And MAPS!! I love maps, and they help me make sense of what I saw and where I was. Our long hike up the Croix-Rousse neighborhood ended up looking like a board game.
And then I feel the need to sketch some more. It’s my book, after all, isn’t it?
The problem (is it a problem? Or an opportunity?) is that my Journal is filling up fast. I will need another in a week or so. Do I get the same size? This one is 8.5 by 11 inches, and I like having the big pages to play with. Since I don’t carry it with me, it’s not really cumbersome.
I’m sure Bridgett will help me find an art store that will help me solve my dilemma.
We have been in Lyon almost a month now, and finally did the last thing on our “Must See” list. I am so glad we did!
Most folks who are interested in movies have heard of Louis and Auguste Lumière, the brothers who actually invented moving pictures. They were born and raised, and made their fortunes, right here in Lyon, and we got to visit their house.
Besides displaying the turn of the century opulence and style of the family, the museum put the brothers’ work in context with other related inventions by Kodak, Eastman and Disney. Did you know that August Lumière actually met Walt Disney?
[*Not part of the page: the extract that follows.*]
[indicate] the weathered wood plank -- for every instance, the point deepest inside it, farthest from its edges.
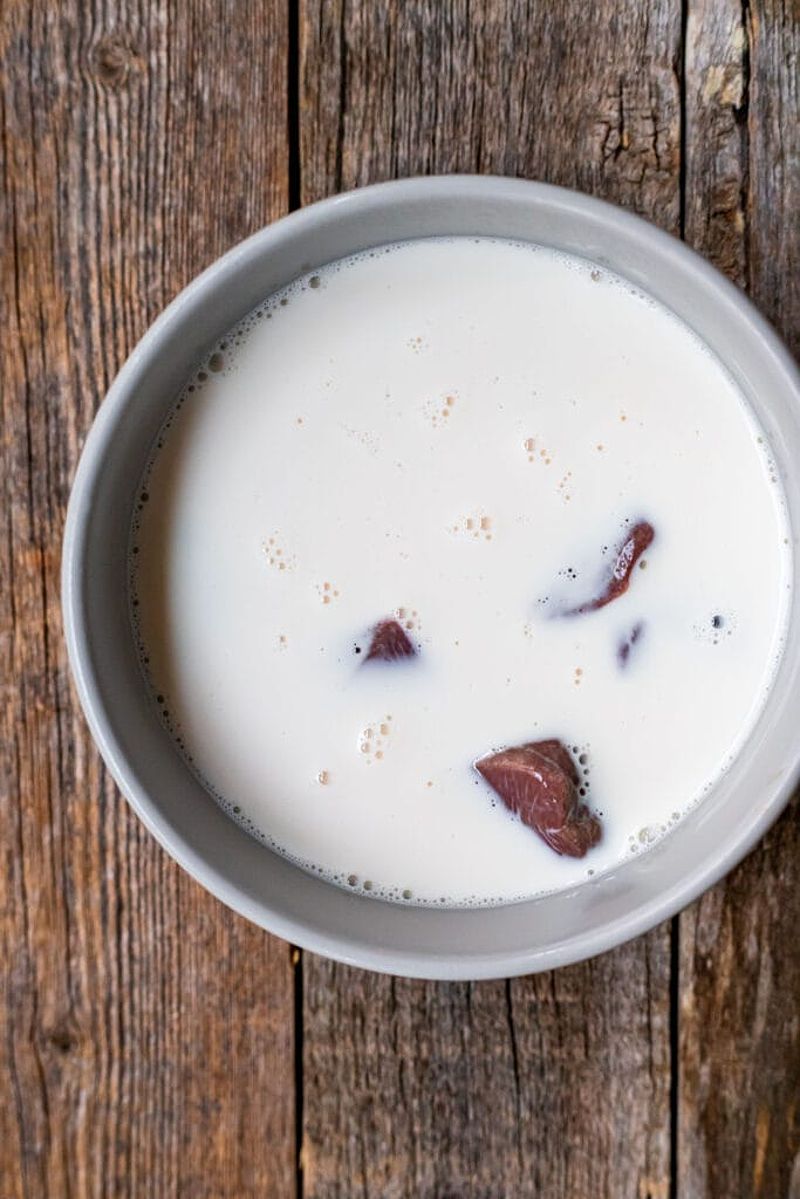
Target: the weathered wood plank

Walt thanked Monsieur Lumière for his work, which had made Walt’s work and fortune possible.
There were old zoetropes and other pre-movie attempts at showing movement, and even the very first cinematograph, or movie projector.
There were also snippets of the 1,000 short films made in the first ten years of the movie era, all of which were made by the Lumière company.
They sent camera crews all over the world to film the Sphinx in Egypt and Sumo wrestlers in Japan, as well as simpler scenes of children at the park or men playing cards.
The Lumière brothers’ work in the science of film and radiography, color printing and entertainment, were an example of how training, hard work, and an understanding of popular culture can change the world.